Module serialization

Module serialization 

Source
Expand description

Serialization and deserialization support for Dictionary

This module provides efficient zero-copy serialization using epserde for sux-rs types (BitFieldVec, etc.) combined with native pthash serialization for MPHF functions.

§File Format

The serialization uses a two-file approach:

Main Index File (index.ssi):

  • DictionarySerializationHeader (magic, version, k, m, canonical, num_mphf_partitions)
  • SpectrumPreservingStringSet (epserde format)
  • SparseAndSkewIndex (epserde format, excluding MPHF)

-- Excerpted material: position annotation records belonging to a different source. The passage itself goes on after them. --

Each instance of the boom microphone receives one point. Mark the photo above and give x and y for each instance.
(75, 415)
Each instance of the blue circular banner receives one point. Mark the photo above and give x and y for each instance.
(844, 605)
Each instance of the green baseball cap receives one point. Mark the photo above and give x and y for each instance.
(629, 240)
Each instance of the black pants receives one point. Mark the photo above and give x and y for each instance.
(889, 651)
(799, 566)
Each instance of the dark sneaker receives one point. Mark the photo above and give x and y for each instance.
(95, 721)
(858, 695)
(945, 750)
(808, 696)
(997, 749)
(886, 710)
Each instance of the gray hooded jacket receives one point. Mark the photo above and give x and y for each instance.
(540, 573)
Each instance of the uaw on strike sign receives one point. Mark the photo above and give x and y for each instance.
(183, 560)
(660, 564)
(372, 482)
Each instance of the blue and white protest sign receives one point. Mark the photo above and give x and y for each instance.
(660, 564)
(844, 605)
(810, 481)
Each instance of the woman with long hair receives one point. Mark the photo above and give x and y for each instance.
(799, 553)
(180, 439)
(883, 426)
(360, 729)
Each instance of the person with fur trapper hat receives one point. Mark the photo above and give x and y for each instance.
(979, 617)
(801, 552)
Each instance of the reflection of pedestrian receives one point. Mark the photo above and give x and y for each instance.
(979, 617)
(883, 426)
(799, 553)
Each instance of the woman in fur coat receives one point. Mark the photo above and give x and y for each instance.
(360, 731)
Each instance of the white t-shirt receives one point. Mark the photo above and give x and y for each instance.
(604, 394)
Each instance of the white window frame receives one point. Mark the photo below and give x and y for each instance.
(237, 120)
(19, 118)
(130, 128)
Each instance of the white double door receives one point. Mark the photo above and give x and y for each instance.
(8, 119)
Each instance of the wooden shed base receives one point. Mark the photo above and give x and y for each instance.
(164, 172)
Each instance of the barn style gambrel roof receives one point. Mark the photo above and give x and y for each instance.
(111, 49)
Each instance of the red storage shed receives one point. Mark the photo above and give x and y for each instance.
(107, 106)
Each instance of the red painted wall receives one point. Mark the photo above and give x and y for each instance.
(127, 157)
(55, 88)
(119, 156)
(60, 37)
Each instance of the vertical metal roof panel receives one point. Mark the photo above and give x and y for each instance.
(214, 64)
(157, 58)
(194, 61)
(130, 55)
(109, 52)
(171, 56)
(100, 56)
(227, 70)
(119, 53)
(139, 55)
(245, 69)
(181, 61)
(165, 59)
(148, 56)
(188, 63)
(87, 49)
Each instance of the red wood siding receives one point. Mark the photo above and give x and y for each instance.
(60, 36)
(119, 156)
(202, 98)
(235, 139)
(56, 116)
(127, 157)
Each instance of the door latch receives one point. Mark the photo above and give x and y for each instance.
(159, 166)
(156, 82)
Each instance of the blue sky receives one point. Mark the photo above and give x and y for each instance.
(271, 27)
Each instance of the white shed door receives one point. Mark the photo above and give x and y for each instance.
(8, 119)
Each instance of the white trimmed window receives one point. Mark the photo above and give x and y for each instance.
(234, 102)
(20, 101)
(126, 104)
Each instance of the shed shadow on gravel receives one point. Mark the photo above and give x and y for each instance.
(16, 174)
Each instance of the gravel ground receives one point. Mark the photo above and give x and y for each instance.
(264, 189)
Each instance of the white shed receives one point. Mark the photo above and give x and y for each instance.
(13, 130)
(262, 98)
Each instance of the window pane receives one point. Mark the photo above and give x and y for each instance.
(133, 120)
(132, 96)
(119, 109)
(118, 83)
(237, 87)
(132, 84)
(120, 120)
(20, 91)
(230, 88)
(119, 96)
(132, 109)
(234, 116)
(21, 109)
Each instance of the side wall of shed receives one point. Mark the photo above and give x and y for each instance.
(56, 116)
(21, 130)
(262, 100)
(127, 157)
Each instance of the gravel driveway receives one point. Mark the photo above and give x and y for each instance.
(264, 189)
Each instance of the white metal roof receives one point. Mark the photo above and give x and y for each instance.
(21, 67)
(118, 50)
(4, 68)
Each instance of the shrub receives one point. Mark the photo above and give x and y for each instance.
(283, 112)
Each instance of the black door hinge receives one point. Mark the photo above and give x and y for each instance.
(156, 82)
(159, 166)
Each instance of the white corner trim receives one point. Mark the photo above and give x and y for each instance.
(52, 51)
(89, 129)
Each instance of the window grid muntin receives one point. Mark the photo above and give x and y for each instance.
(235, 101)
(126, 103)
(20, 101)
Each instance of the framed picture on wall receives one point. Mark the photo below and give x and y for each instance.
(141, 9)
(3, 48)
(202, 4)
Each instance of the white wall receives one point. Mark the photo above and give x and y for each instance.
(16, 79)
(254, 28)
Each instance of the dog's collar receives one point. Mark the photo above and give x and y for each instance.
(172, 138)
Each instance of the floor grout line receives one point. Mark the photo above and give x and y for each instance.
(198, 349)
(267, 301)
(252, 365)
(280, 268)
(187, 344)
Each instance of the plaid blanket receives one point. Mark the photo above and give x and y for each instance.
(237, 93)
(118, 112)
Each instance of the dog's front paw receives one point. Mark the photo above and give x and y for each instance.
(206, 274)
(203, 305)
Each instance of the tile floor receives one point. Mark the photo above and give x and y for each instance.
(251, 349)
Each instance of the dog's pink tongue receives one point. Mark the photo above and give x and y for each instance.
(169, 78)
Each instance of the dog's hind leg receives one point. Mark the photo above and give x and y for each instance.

MPHF Container File (index.ssi.mphf):

MphfContainerHeader
  ├─ magic: "SSHIMH01"
  ├─ version_major: u32
  ├─ version_minor: u32
  └─ num_partitions: u32
Offset Table ([num_partitions] entries):
  ├─ MphfPartitionEntry 0
  │  ├─ partition_id: u32
  │  ├─ byte_offset: u64
  │  └─ byte_size: u64
  ├─ MphfPartitionEntry 1
  └─ ...
Data Section (variable length):
  ├─ MPHF partition 0 (raw fmph::GOFunction serialization)
  ├─ MPHF partition 1
  └─ ...

§Benefits of Single MPHF Container

  • Scalability: Works with 1 or 1000 partitions equally well (single file)
  • Random access: Offset table enables seeking to any partition
  • Memory mappable: Entire container can be mmap’d
  • Efficient: No per-file overhead, compact layout
  • Clean separation: MPHF container is independent binary format

§Zero-Copy Deserialization

When deserializing, sux-rs types are handled by epserde:

  • BitFieldVec<Vec<usize>> deserializes as BitFieldVec<&[usize]> (ε-copy)
  • The deserialized Dictionary can be memory-mapped for instant loading

Structs§

DictionarySerializationHeader
Header for the serialized Dictionary
MphfContainerHeader
Header for the MPHF container file
MphfPartitionEntry
Entry in the MPHF container offset table

Enums§

SerializationError
Serialization errors

Functions§

index_file_path
Build the main index file path from a base path
mphf_container_path
Build the MPHF container file path from a base path
read_mphf_container
Read MPHFs from a container format
write_mphf_container
Helper functions for MPHF container operations

Type Aliases§

SerializationResult
Result type for serialization operations